Friday, September 7, 2012

The Big SIP


Right now, a lot of businesses are looking to SIP to save money by using a single IP pipe to their provider- like SNET- for voice calls and reducing or eliminating recurring network charges. But that’s really just the start. The current uptake in SIP services is an indicator of what the future holds: SIP is big.

You may have already heard of SIP. And if you haven’t, the chances are good you will very soon.

SIP is a communications protocol that is becoming extremely popular. How popular? Consider this: Infonetics (www.infonetics.com) reports that in 2011, telco companies saw their revenues from SIP-based services jump 128%. So, even if you are not yet thinking about how to use SIP in your business, the chances are good that one of your competitors is ahead of you.

Very simply, SIP—the initials stand for Session Initiation Protocol—radically simplifies communication between people, places, devices, applications and services. Just about anything that can be tagged with an IP address can be connected via SIP. It simplifies how quickly people can connect and collaborate. And it eliminates the need for a lot of phone lines and extra hardware. In fact, many S-NET customers have reported a return on investment (ROI) of 6–12 months by investing in SIP-based solutions. 
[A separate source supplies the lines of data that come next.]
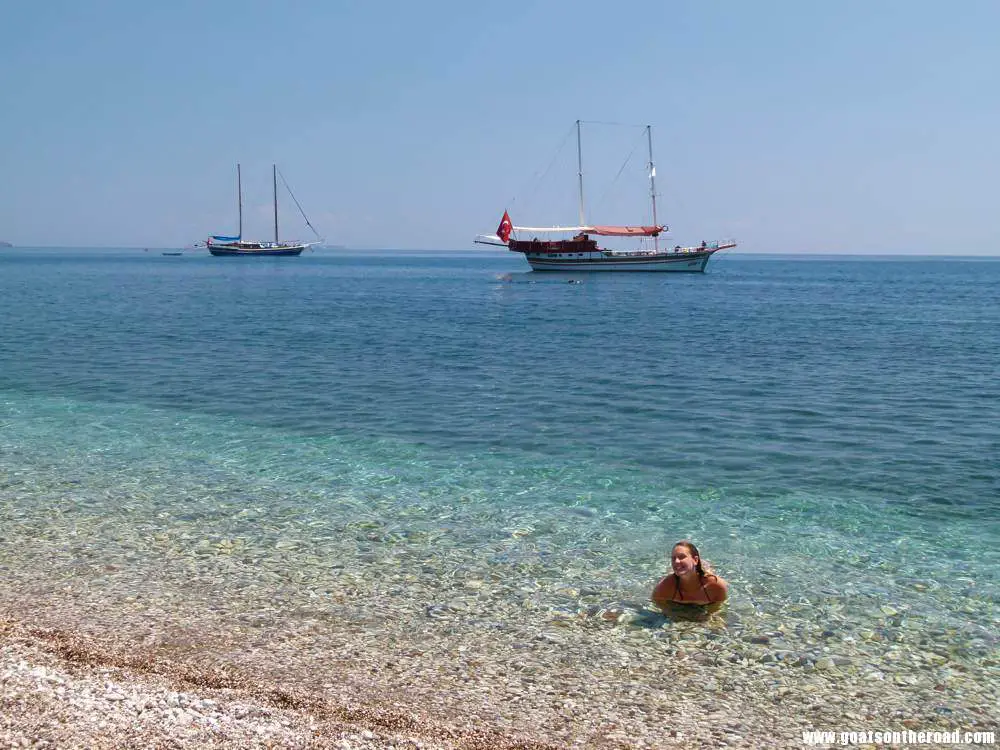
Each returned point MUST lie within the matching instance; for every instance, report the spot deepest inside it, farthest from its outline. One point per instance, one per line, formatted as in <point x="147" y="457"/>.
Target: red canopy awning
<point x="626" y="231"/>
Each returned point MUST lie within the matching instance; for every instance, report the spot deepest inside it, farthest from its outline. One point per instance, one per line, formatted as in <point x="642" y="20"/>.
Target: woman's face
<point x="682" y="561"/>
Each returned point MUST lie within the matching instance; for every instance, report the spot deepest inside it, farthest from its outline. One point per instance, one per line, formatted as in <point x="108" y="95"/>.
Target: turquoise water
<point x="827" y="430"/>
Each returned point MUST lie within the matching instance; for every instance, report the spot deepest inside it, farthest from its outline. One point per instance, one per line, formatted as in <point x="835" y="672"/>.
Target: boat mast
<point x="239" y="196"/>
<point x="274" y="178"/>
<point x="652" y="183"/>
<point x="579" y="163"/>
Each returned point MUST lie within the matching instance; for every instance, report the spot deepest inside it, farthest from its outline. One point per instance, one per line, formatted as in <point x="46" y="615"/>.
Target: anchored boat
<point x="582" y="253"/>
<point x="235" y="245"/>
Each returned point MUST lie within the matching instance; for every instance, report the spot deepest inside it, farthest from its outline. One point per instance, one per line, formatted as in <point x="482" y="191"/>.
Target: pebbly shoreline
<point x="598" y="683"/>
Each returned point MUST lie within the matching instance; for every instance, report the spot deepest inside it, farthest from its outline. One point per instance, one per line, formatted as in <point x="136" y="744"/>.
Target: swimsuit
<point x="679" y="593"/>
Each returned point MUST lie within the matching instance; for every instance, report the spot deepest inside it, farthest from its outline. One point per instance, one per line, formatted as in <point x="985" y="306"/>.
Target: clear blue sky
<point x="794" y="126"/>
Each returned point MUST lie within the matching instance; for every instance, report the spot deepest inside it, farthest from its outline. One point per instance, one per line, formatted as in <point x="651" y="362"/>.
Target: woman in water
<point x="691" y="582"/>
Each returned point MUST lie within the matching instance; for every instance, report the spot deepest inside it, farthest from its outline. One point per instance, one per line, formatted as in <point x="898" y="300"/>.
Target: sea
<point x="437" y="434"/>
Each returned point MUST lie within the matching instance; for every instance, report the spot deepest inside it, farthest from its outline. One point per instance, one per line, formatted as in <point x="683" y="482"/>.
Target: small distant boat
<point x="235" y="245"/>
<point x="581" y="253"/>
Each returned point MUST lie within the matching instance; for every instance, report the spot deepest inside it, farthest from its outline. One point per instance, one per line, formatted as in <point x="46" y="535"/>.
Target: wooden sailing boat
<point x="236" y="245"/>
<point x="581" y="253"/>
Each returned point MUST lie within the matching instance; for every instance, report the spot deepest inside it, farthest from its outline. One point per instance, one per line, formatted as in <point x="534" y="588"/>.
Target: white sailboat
<point x="581" y="253"/>
<point x="235" y="245"/>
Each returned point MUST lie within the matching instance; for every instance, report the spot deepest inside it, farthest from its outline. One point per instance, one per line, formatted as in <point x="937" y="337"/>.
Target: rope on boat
<point x="297" y="205"/>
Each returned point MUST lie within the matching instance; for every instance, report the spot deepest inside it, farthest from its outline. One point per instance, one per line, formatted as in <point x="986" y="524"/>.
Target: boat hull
<point x="683" y="262"/>
<point x="261" y="249"/>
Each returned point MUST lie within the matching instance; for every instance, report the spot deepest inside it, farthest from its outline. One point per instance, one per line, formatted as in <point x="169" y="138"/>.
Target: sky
<point x="793" y="126"/>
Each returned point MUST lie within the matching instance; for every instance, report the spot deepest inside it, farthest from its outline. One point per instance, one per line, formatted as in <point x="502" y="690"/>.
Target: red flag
<point x="504" y="230"/>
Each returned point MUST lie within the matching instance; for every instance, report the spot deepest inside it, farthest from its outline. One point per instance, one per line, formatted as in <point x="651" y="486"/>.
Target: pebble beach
<point x="395" y="542"/>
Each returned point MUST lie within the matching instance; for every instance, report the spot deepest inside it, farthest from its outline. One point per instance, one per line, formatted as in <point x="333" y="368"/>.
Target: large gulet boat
<point x="219" y="244"/>
<point x="582" y="253"/>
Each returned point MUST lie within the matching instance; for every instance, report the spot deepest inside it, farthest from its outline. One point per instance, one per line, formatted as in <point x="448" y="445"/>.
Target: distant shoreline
<point x="496" y="252"/>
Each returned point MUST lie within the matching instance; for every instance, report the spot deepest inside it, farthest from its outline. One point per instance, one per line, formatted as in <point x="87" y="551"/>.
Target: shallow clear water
<point x="826" y="430"/>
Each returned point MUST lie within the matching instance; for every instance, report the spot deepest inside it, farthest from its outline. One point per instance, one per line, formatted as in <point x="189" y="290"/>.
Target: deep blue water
<point x="815" y="424"/>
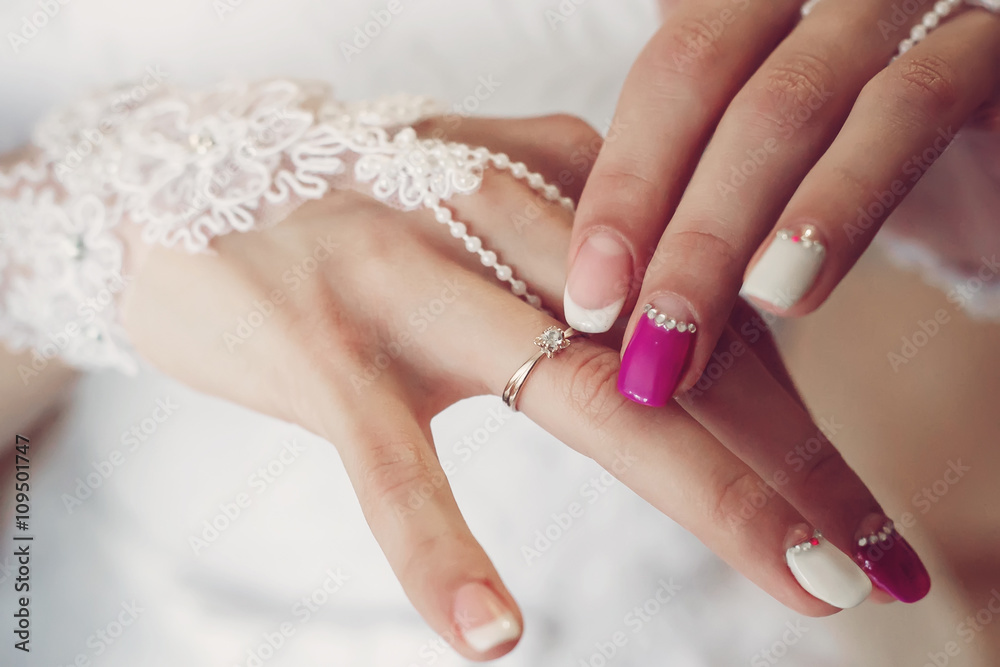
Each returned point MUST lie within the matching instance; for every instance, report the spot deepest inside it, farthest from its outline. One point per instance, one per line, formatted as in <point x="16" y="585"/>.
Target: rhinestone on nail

But what makes SIP so revolutionary is not simply its ability to save money. SIP changes how you think about using communications in your business.
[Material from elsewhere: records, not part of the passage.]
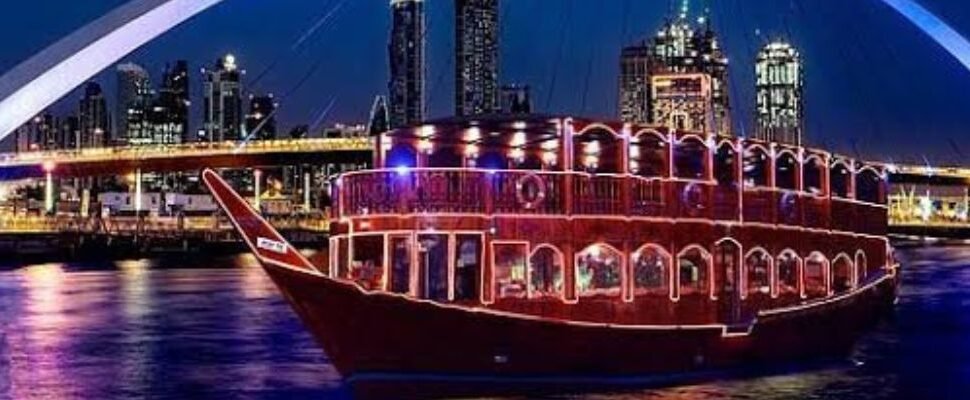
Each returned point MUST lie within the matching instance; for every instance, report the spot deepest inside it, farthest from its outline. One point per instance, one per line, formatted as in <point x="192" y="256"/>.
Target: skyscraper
<point x="223" y="119"/>
<point x="476" y="57"/>
<point x="173" y="98"/>
<point x="261" y="120"/>
<point x="131" y="107"/>
<point x="407" y="58"/>
<point x="779" y="92"/>
<point x="679" y="47"/>
<point x="93" y="117"/>
<point x="379" y="121"/>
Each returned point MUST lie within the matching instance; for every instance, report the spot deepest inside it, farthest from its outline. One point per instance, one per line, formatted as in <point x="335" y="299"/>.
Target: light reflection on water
<point x="148" y="328"/>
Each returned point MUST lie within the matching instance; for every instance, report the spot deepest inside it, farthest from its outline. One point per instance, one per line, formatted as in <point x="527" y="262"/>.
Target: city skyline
<point x="841" y="101"/>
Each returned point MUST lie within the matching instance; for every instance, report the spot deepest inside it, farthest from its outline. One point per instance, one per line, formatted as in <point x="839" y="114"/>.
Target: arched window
<point x="816" y="275"/>
<point x="725" y="166"/>
<point x="648" y="155"/>
<point x="693" y="266"/>
<point x="402" y="155"/>
<point x="842" y="274"/>
<point x="598" y="150"/>
<point x="861" y="267"/>
<point x="786" y="171"/>
<point x="651" y="270"/>
<point x="599" y="271"/>
<point x="869" y="187"/>
<point x="788" y="264"/>
<point x="758" y="267"/>
<point x="690" y="159"/>
<point x="813" y="173"/>
<point x="840" y="180"/>
<point x="545" y="271"/>
<point x="757" y="166"/>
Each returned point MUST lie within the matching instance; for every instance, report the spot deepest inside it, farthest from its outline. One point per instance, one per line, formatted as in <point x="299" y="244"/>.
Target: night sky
<point x="875" y="84"/>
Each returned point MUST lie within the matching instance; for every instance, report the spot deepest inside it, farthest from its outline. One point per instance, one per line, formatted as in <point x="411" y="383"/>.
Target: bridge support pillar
<point x="138" y="191"/>
<point x="49" y="192"/>
<point x="258" y="192"/>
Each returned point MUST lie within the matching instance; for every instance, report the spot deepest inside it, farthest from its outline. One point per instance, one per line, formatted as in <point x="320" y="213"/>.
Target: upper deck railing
<point x="476" y="192"/>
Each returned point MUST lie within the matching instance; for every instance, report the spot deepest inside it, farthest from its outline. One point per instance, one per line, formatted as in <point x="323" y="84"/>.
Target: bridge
<point x="183" y="157"/>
 Here are six SIP scenarios. See if any apply to you:

You have multiple business locations. Each one must have a local phone number. But you want calls to those locations to get routed to a central service center where they can be more efficiently handled by people with the time and training. In the past, to get this kind of capability you might have had to rent 800 numbers and/or extra lines that sat unused most of the time. SIP gives you the best of both worlds: local presence and the cost efficiencies of centralization.
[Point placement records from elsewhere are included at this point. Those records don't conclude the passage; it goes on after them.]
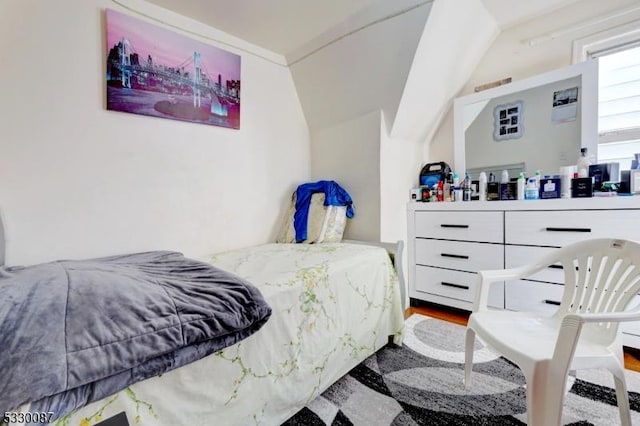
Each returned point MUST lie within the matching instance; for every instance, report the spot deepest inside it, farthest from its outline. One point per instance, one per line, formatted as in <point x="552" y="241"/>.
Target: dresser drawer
<point x="559" y="228"/>
<point x="523" y="255"/>
<point x="455" y="284"/>
<point x="462" y="226"/>
<point x="465" y="256"/>
<point x="531" y="296"/>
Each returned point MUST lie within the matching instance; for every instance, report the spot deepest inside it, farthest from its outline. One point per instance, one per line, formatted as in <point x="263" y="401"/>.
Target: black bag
<point x="433" y="173"/>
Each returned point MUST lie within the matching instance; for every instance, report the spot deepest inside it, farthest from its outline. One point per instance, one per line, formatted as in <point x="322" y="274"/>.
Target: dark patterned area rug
<point x="420" y="383"/>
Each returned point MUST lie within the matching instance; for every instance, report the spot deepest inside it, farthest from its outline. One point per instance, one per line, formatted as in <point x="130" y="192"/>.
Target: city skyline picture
<point x="157" y="72"/>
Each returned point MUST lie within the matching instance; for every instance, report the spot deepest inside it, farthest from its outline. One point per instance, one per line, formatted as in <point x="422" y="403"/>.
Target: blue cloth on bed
<point x="72" y="332"/>
<point x="334" y="195"/>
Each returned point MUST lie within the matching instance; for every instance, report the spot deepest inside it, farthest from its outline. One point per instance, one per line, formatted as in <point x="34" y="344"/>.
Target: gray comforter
<point x="72" y="332"/>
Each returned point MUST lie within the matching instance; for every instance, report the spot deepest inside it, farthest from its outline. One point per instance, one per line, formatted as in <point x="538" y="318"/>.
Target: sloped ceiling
<point x="283" y="26"/>
<point x="350" y="57"/>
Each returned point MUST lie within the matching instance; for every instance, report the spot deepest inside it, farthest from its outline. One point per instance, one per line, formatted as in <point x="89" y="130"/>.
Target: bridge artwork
<point x="156" y="72"/>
You have a mobile phone, several e-mail addresses, a bunch of landlines and a slew of IM contact names. You are tired of giving out all your contact information. With SIP you won’t have to: SIP establishes an “address of record”—an AOR—that provides a single, unifying identifier as your “public address.” People can reach you without having to know each of your unique device addresses or phone numbers.

You find it annoying to keep letting people know about your availability, i.e., “for the rest of the day, call me on my mobile.” Let SIP do this for you. SIP can make call-routing decisions for you by checking your calendar or seeing when you last checked your e-mail or used your mobile phone.

You are handling a conference call from your hotel room, but have to check out and want to keep the call going on your mobile. Or, you are on your mobile, but need to view a document and would like to transfer the conference call to your tablet. SIP makes all of that possible.

You operate a customer service operation using agents working from home. You want them to be able to serve customers using e-mail, instant messaging, Web chat, video, or a phone call. Rely on SIP to make it happen.

You use various programs in your business to keep track of sales, inventory, production scheduling, etc. When a problem arises, i.e., a shortage in a particular part, you would like to have a click-to-conference button on the program itself so you can quickly see who is available, initiate the call and share the application. SIP makes that possible. In fact, many applications using dynamic linked libraries (DLLs in Windows and shared libraries in Linux) are ready to be connected using SIP.